A fonoaudióloga Kelly Bravim, proprietária da clínica, que realiza atendimentos de fonoaudiologia, psicologia, terapia ocupacional e psicopedagogia, afirma que os profissionais buscam todas as especializações possíveis para lidar com o público autista. A ciência Aba, considerada de grande eficiência para lidar com o público autista, é desenvolvida na clínica.

“A grande dificuldade dos autistas é a questão comportamental, de não entenderem alguns comandos. Então o objetivo é ensinar isso à criança, através da ciência comportamental. É uma demanda que tem aumentado bastante. Quando o autismo é diagnosticado, grande parte dos neurologistas indicam o Aba para a criança. É necessário um tempo maior com a criança, que precisa ter atendimento todos os dias, envolvendo família, escola, todo mundo. É preciso se doar”, explica Kelly.

O neuropediatra Thiago Gusmão afirma que a ciência ABA é considerada “padrão ouro” no mundo para o tratamento do autismo. “É um tratamento de grande resposta de melhora no condicionamento da criança. Essa análise do comportamento feita por um psicólogo avalia a criança como um todo. Vai realizar uma análise do comportamento e entender quais as necessidades da criança no dia-a-dia, e captar a atenção dela de acordo com a zona de interesse da criança. Por exemplo, se ela gosta de desenho animado, então o tratamento vai entrar no mundo da criança para desenvolvê-la a partir do que ela gosta. Hoje é o método padrão ouro no mundo para o tratamento do autismo”, explica o médico.

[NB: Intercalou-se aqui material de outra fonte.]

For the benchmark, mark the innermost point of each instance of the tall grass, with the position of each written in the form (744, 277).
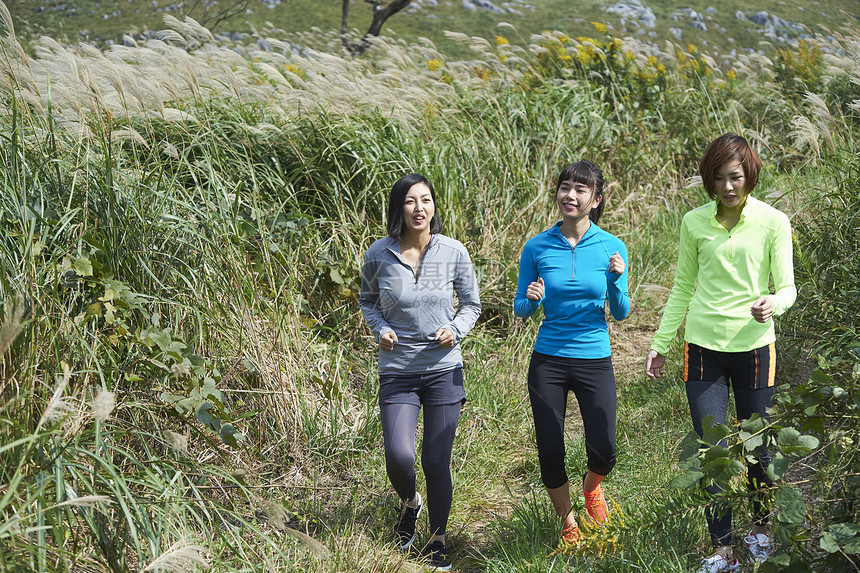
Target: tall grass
(183, 229)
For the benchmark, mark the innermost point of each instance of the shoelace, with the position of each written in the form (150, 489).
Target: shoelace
(759, 546)
(717, 564)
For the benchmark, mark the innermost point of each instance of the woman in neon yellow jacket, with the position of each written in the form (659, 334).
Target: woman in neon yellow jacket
(729, 251)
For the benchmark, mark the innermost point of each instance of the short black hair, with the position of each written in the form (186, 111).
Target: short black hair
(398, 197)
(588, 174)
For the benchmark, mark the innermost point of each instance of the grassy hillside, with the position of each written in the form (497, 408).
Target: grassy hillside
(98, 21)
(185, 379)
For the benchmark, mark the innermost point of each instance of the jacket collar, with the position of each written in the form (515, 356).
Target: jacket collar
(592, 229)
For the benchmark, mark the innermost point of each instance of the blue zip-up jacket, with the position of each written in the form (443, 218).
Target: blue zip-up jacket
(577, 283)
(392, 298)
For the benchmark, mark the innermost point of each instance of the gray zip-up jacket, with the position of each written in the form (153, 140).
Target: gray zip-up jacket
(393, 299)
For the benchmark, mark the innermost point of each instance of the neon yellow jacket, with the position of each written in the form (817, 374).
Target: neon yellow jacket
(720, 275)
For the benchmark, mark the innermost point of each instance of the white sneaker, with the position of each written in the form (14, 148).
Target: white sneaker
(759, 546)
(717, 564)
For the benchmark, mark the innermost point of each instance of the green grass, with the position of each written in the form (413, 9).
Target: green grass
(183, 228)
(296, 16)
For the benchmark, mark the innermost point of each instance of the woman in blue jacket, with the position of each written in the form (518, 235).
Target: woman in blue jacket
(571, 270)
(408, 283)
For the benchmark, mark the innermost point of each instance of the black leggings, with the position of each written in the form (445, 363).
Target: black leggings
(593, 383)
(711, 399)
(399, 422)
(752, 375)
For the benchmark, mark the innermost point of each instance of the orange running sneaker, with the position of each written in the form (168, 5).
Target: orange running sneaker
(570, 534)
(595, 504)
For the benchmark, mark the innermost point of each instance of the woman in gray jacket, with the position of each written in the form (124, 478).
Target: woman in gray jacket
(407, 297)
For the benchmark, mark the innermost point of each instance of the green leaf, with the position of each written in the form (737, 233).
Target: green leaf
(686, 480)
(180, 403)
(752, 424)
(789, 502)
(716, 452)
(819, 376)
(207, 418)
(208, 390)
(843, 532)
(83, 267)
(231, 436)
(751, 441)
(829, 543)
(787, 437)
(690, 445)
(809, 442)
(852, 547)
(715, 434)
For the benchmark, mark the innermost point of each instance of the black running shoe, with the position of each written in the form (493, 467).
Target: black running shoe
(405, 526)
(437, 555)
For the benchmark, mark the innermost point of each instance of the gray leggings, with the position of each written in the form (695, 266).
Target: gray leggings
(399, 422)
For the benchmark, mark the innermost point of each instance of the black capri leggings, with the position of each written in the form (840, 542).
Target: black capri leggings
(593, 383)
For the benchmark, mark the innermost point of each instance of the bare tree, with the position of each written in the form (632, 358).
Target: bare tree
(211, 14)
(382, 11)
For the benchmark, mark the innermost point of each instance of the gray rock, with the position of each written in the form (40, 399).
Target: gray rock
(761, 18)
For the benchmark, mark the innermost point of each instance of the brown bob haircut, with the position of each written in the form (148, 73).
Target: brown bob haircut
(725, 149)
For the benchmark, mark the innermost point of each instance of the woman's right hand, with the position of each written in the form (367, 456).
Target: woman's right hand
(535, 290)
(387, 340)
(654, 364)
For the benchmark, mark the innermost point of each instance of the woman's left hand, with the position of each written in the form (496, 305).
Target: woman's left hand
(445, 338)
(762, 309)
(616, 264)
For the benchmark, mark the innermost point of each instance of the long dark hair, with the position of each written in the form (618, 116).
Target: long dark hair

Após muita luta, terapias são liberadas
Ivonei Gonçalves é pai de Leí, de cinco anos, diagnosticado com autismo moderado com comprometimento de interação e fala, desde um ano e meio de idade. Suas grandes dificuldades no início dos tratamentos para o filho eram de conseguir profissionais preparados para lidar com autistas e, posteriormente, que desenvolvessem a ciência Aba nos tratamentos. Além disso, ele, que é morador da Serra, tinha que se deslocar em clínicas diferentes, em Vitória, para contemplar todos os tratamentos necessários ao filho.

Ele conta que a demanda de várias mães e pais à Unimed, requerendo o atendimento a partir da ciência Aba – inclusive através de ações judiciais – foi de grande importância para que a operadora, mesmo com certa burocracia, liberasse atendimentos embasados no método.

“Antes dessas liberações que foram acontecendo, os pais entravam na justiça para conseguir autorização do Aba. Porque Aba é uma ciência cujo tratamento é focado em mudança de comportamento e tem dado grandes resultados. Eu consegui liberação depois de toda aquela batalha que os pais já tinham começado”, contou ele, que há três meses conseguiu fonoaudiólogo, terapeuta ocupacional, psicólogo e psicopedagogo pelo plano, “todos utilizando o método Aba”. Além disso, conseguiu com que todas as terapias fossem concentradas na Serra, em uma clínica perto de sua casa.

A Unimed Vitória esclareceu, por meio de nota, que todos os seus clientes têm direito ao atendimento nessa modalidade por meio de prestadores e profissionais qualificados. “Destaca ainda que [a empresa] sempre se mostrou profissional e sensível aos pacientes autistas e suas famílias, buscando oferecer atendimento individualizado e acolhedor. Essas boas práticas são refletidas em pesquisas de avaliação de satisfação, com níveis de excelência, além da oferta de cursos voltados à orientação”. A administradora GVix informou que “trabalha com prestadores e profissionais qualificados, todos com supervisão de uma analista do comportamento”.